Marc Marquez est sans doute le plus grand talent brut de
sa génération, un extraterrestre du bitume capable de faire glisser
n’importe quelle machine jusqu’à la victoire. Mais derrière ce don
presque inhumain se cache un problème bien réel : il n’est pas un
bon développeur de moto. Il est peut-être même l’un des
pires.

Et ce n’est pas une accusation gratuite. C’est Alvaro
Bautista
lui-même qui l’a expliqué récemment, sans détour,
dans l’émission Revival MotoGP de Nico Abad. Un témoignage de
l’intérieur, relayé par
Todocircuito
, d’un pilote qui a piloté la Honda
RC213V
avant, pendant et après l’ère
Marquez. Et ce qu’il en dit est sans appel.
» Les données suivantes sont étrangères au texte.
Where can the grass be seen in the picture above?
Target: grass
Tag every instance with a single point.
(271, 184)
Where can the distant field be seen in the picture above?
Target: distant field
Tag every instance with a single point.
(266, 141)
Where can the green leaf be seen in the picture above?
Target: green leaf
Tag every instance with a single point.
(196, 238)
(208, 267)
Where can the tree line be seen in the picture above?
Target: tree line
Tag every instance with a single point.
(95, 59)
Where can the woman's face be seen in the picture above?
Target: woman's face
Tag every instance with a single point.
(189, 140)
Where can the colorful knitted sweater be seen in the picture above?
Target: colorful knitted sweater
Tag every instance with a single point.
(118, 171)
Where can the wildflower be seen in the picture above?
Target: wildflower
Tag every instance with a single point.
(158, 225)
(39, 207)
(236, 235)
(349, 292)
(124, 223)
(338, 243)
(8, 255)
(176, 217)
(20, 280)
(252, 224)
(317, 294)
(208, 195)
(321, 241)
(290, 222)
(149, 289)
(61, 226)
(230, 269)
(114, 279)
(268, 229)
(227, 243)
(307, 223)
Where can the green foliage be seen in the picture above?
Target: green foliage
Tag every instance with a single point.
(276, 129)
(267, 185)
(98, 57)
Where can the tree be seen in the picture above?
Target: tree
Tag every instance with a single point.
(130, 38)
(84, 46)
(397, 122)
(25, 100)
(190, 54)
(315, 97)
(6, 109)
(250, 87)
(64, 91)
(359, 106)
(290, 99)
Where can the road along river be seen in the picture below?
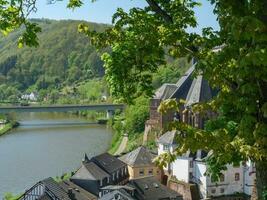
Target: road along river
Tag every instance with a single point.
(44, 145)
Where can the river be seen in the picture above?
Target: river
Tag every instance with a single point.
(47, 145)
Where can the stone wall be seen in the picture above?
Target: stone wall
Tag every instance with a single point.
(187, 190)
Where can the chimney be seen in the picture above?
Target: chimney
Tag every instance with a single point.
(71, 194)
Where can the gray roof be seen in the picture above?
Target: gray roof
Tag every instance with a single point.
(149, 188)
(165, 91)
(117, 194)
(183, 84)
(80, 193)
(90, 171)
(118, 187)
(138, 157)
(168, 137)
(108, 162)
(199, 91)
(190, 88)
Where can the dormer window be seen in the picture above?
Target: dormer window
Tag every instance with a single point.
(166, 147)
(141, 172)
(118, 174)
(237, 176)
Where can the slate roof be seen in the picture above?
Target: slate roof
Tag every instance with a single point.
(90, 171)
(149, 188)
(190, 88)
(165, 91)
(108, 162)
(117, 194)
(168, 138)
(199, 91)
(80, 193)
(138, 157)
(118, 187)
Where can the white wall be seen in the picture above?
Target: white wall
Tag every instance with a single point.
(181, 169)
(249, 177)
(229, 186)
(161, 150)
(200, 178)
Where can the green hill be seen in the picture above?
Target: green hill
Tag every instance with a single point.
(63, 59)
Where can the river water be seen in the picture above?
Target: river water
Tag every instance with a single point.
(47, 145)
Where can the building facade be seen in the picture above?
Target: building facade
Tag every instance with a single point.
(140, 163)
(100, 171)
(191, 168)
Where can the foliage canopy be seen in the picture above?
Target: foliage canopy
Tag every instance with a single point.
(139, 39)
« Le problème, c’est que Marc est rapide avec
tout
», lâche Bautista. Et c’est là
que le bât blesse. Là où les autres pilotes ont besoin d’un certain
feeling pour aller vite – freinage clair, stabilité à l’entrée,
confiance sur l’angle – Marc, lui, n’a besoin que d’un point de
pivot et d’un cerveau de kamikaze.

Résultat : il masque les défauts des prototypes avec son talent
pur. Il va vite même avec une moto instable, imprécise, mal
équilibrée. Et dans un paddock où les données et les chronos
dictent les décisions techniques, cette capacité d’adaptation
devient toxique. Les ingénieurs pensent que « la moto marche », car
le chronomètre l’indique… pour Marc. Pas pour les
autres.

Quand Bautista raconte que
Pedrosa refusait certaines évolutions techniques
que Marquez adorait, on comprend à quel point la
dynamique était biaisée : « Dani disait : “ça ne marche
pas”, Marc disait : “c’est génial”. Et donc… on gardait la
pièce
. »

Álvaro Bautista

Marc Marquez arrive, il
détruit tout, mais il gagne

Ce n’est pas que Marc veut nuire. C’est juste qu’il s’en moque.
Tant que la moto freine fort et qu’elle peut rentrer en glisse dans
un virage, il s’adapte. L’électronique ? Le comportement moteur ?
Les sensations sur la roue avant ? Des détails pour les mortels.
Pour Marquez, la seule variable, c’est
lui-même.

La RC213V de l’ère HRC-Marquez ? Un monstre
indomptable pour les autres. Ce prototype était littéralement
construit autour de lui. Résultat : les coéquipiers se sont succédé
et aucun n’a survécu. Pedrosa ? Mis sur la touche. Lorenzo ?
Écrasé. Bradl ? Spectateur. Nakagami ? Naufragé. Pol Espargaró ?
Désarçonné. Tous broyés par une moto impossible à comprendre… sauf
pour son génial bourreau.

Et aujourd’hui, alors que Ducati l’a enrôlé
comme sauveur, il serait bon que Borgo Panigale garde cette leçon
en tête. Marquez est un tueur. Un stratège. Un
animal de course. Mais pas un bâtisseur de cathédrale. Il est le
type qui gagne avec une moto bancale, pas celui qui la rend
meilleure pour tout le monde.

Il faut des Pedrosa, des
Dovizioso, des Lorenzo pour
construire une base solide. Marc, lui, arrive
après. Il détruit tout, mais il gagne. Et c’est bien le paradoxe
qui a mené Honda droit dans le mur pendant cinq
ans : le meilleur pilote du monde était peut-être… leur pire
ingénieur.

Ironiquement,
Pecco Bagnaia
ne vit pas ce problème
aujourd’hui. Comme le dit
Bautista
, son mal est ailleurs :
« il est juste perdu. Ce qui marchait ne marche
plus. Il cherche, tourne en rond.
 » Pecco n’est
pas dans un bras de fer technique avec la machine. Il est dans une
crise de confiance.

Mais attention : le jour où
Ducati
se reposera uniquement sur les
sensations de Marquez pour faire évoluer sa
Desmosedici, le risque sera réel. Le prodige de Cervera peut gagner
tout seul, oui. Mais pas développer pour les autres.